Shashank Joshi
Two Gallants: critical analysis (of passage)
Two Gallants is a story where Joyce moves way from the gentle satire of the previous two stories and attempts a more political message, albeit at the expense of the large symbolic structures present in the later stories. Involving three characters, it would be inaccurate to claim they each represented a particular entity only; rather, Joyce blurs his symbols emphasizing the manner in which he has trouble perceiving reality (a theme explored more fully in Clay).

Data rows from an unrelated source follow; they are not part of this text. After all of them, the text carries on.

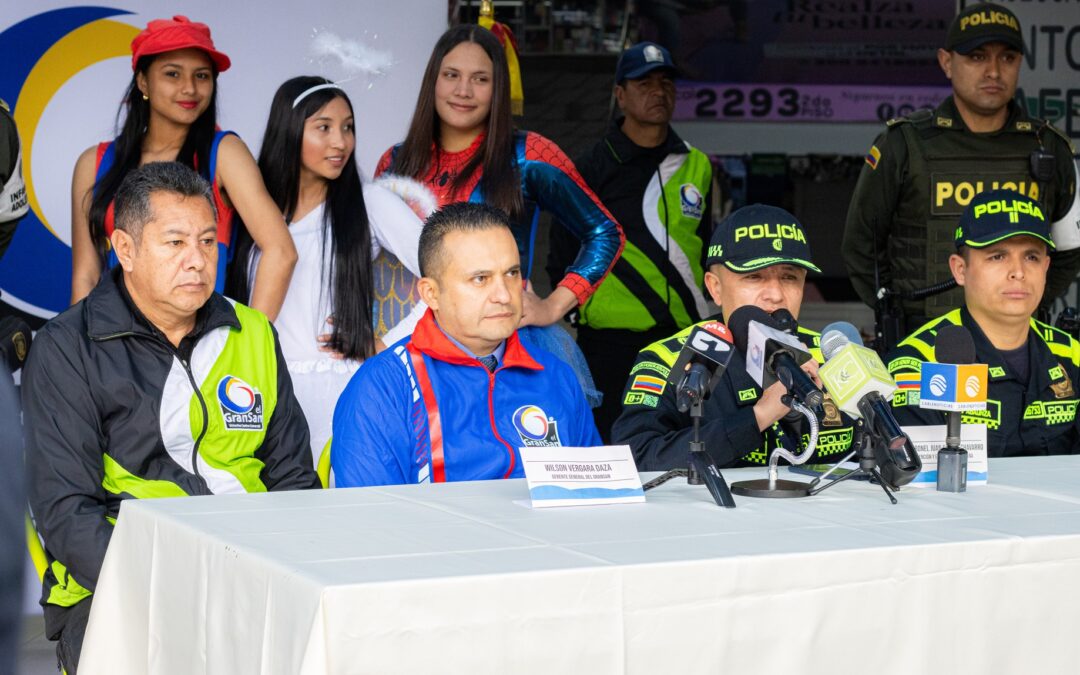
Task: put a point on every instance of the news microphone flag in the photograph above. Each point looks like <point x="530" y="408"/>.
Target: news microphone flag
<point x="852" y="373"/>
<point x="761" y="341"/>
<point x="711" y="343"/>
<point x="954" y="388"/>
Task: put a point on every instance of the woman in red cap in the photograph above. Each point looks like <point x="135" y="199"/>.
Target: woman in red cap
<point x="462" y="145"/>
<point x="339" y="225"/>
<point x="172" y="116"/>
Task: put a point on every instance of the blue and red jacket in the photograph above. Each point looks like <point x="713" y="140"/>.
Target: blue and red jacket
<point x="423" y="410"/>
<point x="550" y="181"/>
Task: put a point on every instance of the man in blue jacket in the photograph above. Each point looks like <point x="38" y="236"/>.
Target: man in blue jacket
<point x="455" y="401"/>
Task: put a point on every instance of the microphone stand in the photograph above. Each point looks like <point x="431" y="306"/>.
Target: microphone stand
<point x="952" y="459"/>
<point x="863" y="442"/>
<point x="700" y="466"/>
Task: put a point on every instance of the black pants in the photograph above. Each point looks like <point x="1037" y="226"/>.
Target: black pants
<point x="610" y="354"/>
<point x="67" y="625"/>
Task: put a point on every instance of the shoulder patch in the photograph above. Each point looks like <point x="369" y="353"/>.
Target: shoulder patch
<point x="637" y="397"/>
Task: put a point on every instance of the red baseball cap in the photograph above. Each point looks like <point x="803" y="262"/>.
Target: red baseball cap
<point x="179" y="32"/>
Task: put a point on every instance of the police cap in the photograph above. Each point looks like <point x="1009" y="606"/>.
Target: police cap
<point x="757" y="237"/>
<point x="997" y="215"/>
<point x="982" y="23"/>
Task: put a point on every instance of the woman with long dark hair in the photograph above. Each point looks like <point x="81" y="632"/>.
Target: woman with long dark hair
<point x="171" y="115"/>
<point x="338" y="225"/>
<point x="462" y="145"/>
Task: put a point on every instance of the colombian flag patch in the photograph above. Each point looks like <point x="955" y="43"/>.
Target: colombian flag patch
<point x="873" y="157"/>
<point x="649" y="383"/>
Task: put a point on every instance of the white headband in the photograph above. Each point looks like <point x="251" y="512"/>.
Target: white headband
<point x="314" y="89"/>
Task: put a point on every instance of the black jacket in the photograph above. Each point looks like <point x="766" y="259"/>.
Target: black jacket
<point x="659" y="434"/>
<point x="1033" y="417"/>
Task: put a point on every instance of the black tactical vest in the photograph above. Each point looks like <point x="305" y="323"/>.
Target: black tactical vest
<point x="947" y="166"/>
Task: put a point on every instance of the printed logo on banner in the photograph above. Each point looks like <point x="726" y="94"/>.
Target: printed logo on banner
<point x="40" y="54"/>
<point x="691" y="201"/>
<point x="241" y="404"/>
<point x="535" y="428"/>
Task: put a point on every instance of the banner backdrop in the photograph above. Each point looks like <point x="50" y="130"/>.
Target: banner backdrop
<point x="1050" y="77"/>
<point x="66" y="67"/>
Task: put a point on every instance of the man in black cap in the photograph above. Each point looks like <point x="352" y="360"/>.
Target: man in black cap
<point x="758" y="256"/>
<point x="1002" y="248"/>
<point x="659" y="188"/>
<point x="927" y="167"/>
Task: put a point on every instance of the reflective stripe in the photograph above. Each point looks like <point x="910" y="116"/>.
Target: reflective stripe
<point x="119" y="481"/>
<point x="657" y="198"/>
<point x="434" y="419"/>
<point x="227" y="455"/>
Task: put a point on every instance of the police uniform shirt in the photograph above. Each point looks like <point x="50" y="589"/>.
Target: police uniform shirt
<point x="1031" y="416"/>
<point x="659" y="434"/>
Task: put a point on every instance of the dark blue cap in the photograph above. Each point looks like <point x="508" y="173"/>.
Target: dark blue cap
<point x="995" y="215"/>
<point x="642" y="59"/>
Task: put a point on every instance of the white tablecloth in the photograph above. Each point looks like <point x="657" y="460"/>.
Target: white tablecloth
<point x="458" y="578"/>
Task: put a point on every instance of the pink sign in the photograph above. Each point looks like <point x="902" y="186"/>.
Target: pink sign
<point x="801" y="103"/>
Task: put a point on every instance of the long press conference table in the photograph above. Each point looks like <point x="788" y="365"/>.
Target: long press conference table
<point x="463" y="578"/>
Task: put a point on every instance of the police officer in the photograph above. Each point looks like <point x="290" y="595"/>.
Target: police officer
<point x="13" y="202"/>
<point x="926" y="167"/>
<point x="759" y="256"/>
<point x="658" y="187"/>
<point x="1002" y="245"/>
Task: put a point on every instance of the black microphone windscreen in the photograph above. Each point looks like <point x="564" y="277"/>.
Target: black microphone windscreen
<point x="954" y="345"/>
<point x="739" y="323"/>
<point x="836" y="335"/>
<point x="785" y="321"/>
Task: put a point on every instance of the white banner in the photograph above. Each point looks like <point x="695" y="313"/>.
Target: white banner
<point x="66" y="67"/>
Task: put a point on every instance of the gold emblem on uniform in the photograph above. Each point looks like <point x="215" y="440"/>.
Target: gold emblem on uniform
<point x="1064" y="388"/>
<point x="832" y="413"/>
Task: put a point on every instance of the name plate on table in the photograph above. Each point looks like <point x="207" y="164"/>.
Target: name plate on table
<point x="574" y="476"/>
<point x="929" y="440"/>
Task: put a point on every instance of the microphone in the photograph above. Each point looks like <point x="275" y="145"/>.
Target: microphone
<point x="861" y="386"/>
<point x="954" y="385"/>
<point x="15" y="338"/>
<point x="772" y="354"/>
<point x="701" y="362"/>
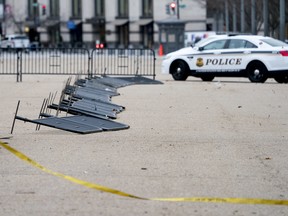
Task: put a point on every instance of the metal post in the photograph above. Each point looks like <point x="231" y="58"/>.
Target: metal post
<point x="178" y="10"/>
<point x="242" y="16"/>
<point x="282" y="20"/>
<point x="234" y="17"/>
<point x="265" y="16"/>
<point x="226" y="16"/>
<point x="253" y="17"/>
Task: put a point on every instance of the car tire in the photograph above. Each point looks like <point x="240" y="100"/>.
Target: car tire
<point x="257" y="72"/>
<point x="281" y="79"/>
<point x="207" y="78"/>
<point x="179" y="70"/>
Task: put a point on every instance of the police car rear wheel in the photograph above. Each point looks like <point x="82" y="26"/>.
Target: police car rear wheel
<point x="282" y="79"/>
<point x="207" y="78"/>
<point x="179" y="70"/>
<point x="257" y="72"/>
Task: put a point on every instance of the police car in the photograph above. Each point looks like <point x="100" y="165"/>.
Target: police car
<point x="252" y="56"/>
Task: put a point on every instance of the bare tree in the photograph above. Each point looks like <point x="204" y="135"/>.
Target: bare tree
<point x="217" y="6"/>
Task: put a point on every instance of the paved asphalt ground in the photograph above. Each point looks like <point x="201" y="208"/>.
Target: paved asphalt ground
<point x="226" y="138"/>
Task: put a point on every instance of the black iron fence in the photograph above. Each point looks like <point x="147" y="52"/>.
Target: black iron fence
<point x="77" y="61"/>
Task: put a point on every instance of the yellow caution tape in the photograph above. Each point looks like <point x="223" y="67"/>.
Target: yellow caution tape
<point x="123" y="194"/>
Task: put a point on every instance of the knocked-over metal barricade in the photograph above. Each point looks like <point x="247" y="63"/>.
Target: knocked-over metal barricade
<point x="77" y="61"/>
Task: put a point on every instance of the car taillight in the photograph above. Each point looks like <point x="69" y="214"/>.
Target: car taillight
<point x="284" y="53"/>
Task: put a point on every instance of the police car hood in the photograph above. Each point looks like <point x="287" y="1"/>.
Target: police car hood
<point x="183" y="51"/>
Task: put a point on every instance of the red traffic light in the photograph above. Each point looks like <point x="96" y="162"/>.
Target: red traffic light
<point x="173" y="5"/>
<point x="43" y="10"/>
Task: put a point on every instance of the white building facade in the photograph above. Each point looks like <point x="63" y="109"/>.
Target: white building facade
<point x="116" y="23"/>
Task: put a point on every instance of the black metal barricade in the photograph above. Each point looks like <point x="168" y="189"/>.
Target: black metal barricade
<point x="134" y="62"/>
<point x="77" y="61"/>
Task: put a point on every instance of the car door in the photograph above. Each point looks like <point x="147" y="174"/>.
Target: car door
<point x="208" y="58"/>
<point x="236" y="55"/>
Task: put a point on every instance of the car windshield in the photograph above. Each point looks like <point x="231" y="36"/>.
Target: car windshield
<point x="273" y="42"/>
<point x="20" y="38"/>
<point x="203" y="41"/>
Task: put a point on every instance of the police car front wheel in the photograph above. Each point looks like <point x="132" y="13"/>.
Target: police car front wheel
<point x="179" y="70"/>
<point x="281" y="79"/>
<point x="257" y="72"/>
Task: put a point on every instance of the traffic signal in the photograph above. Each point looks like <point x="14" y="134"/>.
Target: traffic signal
<point x="167" y="9"/>
<point x="173" y="6"/>
<point x="43" y="10"/>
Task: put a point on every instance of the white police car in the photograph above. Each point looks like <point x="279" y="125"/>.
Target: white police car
<point x="255" y="57"/>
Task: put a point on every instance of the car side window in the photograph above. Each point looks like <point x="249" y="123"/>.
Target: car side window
<point x="236" y="44"/>
<point x="219" y="44"/>
<point x="250" y="45"/>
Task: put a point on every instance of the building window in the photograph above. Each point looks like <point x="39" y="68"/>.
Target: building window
<point x="147" y="8"/>
<point x="99" y="8"/>
<point x="54" y="8"/>
<point x="123" y="9"/>
<point x="76" y="8"/>
<point x="33" y="8"/>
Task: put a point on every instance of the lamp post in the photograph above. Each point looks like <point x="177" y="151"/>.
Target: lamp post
<point x="178" y="10"/>
<point x="282" y="20"/>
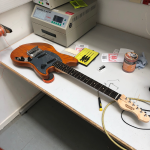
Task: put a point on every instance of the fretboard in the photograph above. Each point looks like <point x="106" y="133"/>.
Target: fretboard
<point x="87" y="80"/>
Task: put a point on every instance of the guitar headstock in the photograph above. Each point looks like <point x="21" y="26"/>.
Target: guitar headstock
<point x="128" y="105"/>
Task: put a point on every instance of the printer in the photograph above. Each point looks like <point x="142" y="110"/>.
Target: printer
<point x="64" y="24"/>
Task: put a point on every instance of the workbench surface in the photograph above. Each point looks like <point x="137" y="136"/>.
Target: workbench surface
<point x="82" y="99"/>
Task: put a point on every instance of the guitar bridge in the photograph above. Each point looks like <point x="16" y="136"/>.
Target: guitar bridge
<point x="34" y="51"/>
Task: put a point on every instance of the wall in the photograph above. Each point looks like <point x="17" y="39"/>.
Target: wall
<point x="125" y="15"/>
<point x="14" y="91"/>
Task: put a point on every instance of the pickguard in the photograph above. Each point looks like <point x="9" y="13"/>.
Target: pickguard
<point x="44" y="60"/>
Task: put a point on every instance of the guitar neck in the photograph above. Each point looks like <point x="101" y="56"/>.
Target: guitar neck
<point x="87" y="80"/>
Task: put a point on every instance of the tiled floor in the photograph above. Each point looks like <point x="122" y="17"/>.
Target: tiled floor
<point x="50" y="126"/>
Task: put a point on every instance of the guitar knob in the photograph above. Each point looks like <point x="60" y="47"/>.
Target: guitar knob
<point x="43" y="66"/>
<point x="29" y="59"/>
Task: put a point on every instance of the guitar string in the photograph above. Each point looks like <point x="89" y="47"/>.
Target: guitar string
<point x="130" y="124"/>
<point x="104" y="124"/>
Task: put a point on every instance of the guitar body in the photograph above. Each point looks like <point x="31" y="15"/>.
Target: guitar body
<point x="44" y="59"/>
<point x="22" y="50"/>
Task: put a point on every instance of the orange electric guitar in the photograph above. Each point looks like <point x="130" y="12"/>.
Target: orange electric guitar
<point x="44" y="59"/>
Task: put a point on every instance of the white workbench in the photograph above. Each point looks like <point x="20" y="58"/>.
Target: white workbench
<point x="82" y="99"/>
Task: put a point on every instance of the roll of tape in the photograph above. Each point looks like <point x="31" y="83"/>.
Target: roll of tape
<point x="2" y="31"/>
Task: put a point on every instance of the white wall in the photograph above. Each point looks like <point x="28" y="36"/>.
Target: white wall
<point x="124" y="15"/>
<point x="14" y="91"/>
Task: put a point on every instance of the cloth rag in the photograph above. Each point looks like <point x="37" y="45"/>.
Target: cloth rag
<point x="141" y="62"/>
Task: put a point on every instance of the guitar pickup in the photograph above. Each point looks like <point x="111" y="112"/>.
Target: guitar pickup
<point x="51" y="61"/>
<point x="34" y="51"/>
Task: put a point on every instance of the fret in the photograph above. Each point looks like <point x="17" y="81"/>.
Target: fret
<point x="107" y="91"/>
<point x="102" y="88"/>
<point x="118" y="97"/>
<point x="80" y="76"/>
<point x="66" y="69"/>
<point x="83" y="78"/>
<point x="72" y="72"/>
<point x="75" y="73"/>
<point x="113" y="94"/>
<point x="90" y="81"/>
<point x="98" y="86"/>
<point x="71" y="69"/>
<point x="94" y="84"/>
<point x="86" y="79"/>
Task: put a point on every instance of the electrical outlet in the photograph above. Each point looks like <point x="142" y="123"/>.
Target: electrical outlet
<point x="146" y="2"/>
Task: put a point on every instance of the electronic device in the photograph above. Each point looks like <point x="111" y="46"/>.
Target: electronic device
<point x="65" y="24"/>
<point x="44" y="59"/>
<point x="50" y="3"/>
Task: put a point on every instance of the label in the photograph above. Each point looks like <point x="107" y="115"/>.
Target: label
<point x="69" y="13"/>
<point x="80" y="47"/>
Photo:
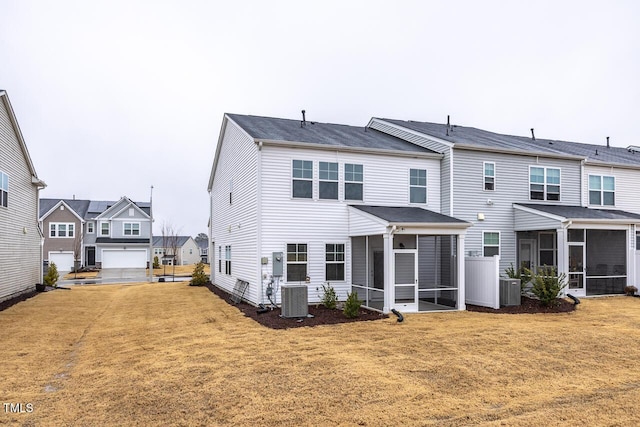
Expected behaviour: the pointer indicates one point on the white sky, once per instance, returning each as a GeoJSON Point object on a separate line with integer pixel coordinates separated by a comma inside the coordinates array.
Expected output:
{"type": "Point", "coordinates": [115, 96]}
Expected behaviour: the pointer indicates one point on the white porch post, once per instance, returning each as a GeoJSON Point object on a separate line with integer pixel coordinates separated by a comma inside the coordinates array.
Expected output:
{"type": "Point", "coordinates": [461, 278]}
{"type": "Point", "coordinates": [389, 272]}
{"type": "Point", "coordinates": [563, 254]}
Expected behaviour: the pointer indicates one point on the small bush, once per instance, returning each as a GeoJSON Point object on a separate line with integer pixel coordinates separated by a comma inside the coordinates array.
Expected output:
{"type": "Point", "coordinates": [199, 278]}
{"type": "Point", "coordinates": [52, 276]}
{"type": "Point", "coordinates": [352, 306]}
{"type": "Point", "coordinates": [547, 285]}
{"type": "Point", "coordinates": [329, 297]}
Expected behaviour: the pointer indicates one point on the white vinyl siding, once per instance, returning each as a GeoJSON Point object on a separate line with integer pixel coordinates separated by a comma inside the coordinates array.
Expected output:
{"type": "Point", "coordinates": [489, 176]}
{"type": "Point", "coordinates": [602, 190]}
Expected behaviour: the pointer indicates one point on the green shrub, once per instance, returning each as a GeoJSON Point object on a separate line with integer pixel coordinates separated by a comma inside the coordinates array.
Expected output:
{"type": "Point", "coordinates": [547, 285]}
{"type": "Point", "coordinates": [52, 276]}
{"type": "Point", "coordinates": [524, 274]}
{"type": "Point", "coordinates": [352, 306]}
{"type": "Point", "coordinates": [329, 297]}
{"type": "Point", "coordinates": [198, 278]}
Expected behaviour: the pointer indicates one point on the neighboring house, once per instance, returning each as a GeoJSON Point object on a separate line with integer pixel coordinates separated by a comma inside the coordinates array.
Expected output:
{"type": "Point", "coordinates": [20, 234]}
{"type": "Point", "coordinates": [538, 202]}
{"type": "Point", "coordinates": [298, 202]}
{"type": "Point", "coordinates": [186, 250]}
{"type": "Point", "coordinates": [101, 234]}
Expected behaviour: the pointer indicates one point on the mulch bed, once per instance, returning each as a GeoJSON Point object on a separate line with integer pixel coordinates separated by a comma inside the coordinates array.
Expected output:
{"type": "Point", "coordinates": [321, 315]}
{"type": "Point", "coordinates": [528, 306]}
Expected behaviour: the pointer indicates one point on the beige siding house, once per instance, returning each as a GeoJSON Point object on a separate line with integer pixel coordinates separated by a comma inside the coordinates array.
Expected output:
{"type": "Point", "coordinates": [20, 234]}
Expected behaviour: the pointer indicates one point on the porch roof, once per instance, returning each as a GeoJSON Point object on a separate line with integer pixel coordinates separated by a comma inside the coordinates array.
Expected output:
{"type": "Point", "coordinates": [380, 217]}
{"type": "Point", "coordinates": [564, 214]}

Yet what exactly is Joyce’s purpose for writing this story? Ireland’s political and moral weaknesses are explored and criticized, but looking closely at the character of Lenehan, I feel that Joyce is showing a rare moment of sympathy for paralysed Dubliners, portraying them as racked with pain, despite their sycophantic ways and moral flaws. Lenehan’s circular journey is hinted at in the opening sentence of the story: the “mild warm air … circulated in the streets,” and as well as being a comment on the stagnancy of Dubliners’ lives, its location at the beginning suggests that Lenehan’s search is preordained, and is ultimately futile. The passage that I will be examining focuses on Lenehan’s journey, which also acts as a deconstruction of traditional Romantic ideals. We are told he walked “listlessly” and the constant search for meaning has clearly left him exhausted and, as his “brain and throat were too dry,” parched both physically and intellectually. Crucially, “he turned to the left” at “Rutland Square,” and keeps walking; this turn, however, will lead him back to the original point and thus he condemns himself to stagnancy. Yet Joyce, by showing his pathetic existence where experience “had embittered his heart” and he feels “keenly his own poverty,” draws sympathy from the reader; I believe this is done to force the reader to suspend moral judgement, and leave us in the state of mental ambiguity that Joyce feels himself. The “dark quiet street” with its “sombre look” visually reinforces this underlying tension and confusion that pervaded Dublin and its residents. Some critics have suggested that one can draw parallels between Lenehan and Joyce, which naturally suggests that Lenehan’s fruitless walk is symbolic of Joyce’s quest for the perfect art form, described in Ulysses and Portrait of the Artist as a Young Man. Thus the implications of the story are that Joyce has failed (or rather, Dublin has failed him), and reality has failed to live up to the artist’s expectations. However I think that Lenehan is too tainted a character to be a self-portrait; rather, it expresses particular regrets that Joyce feels.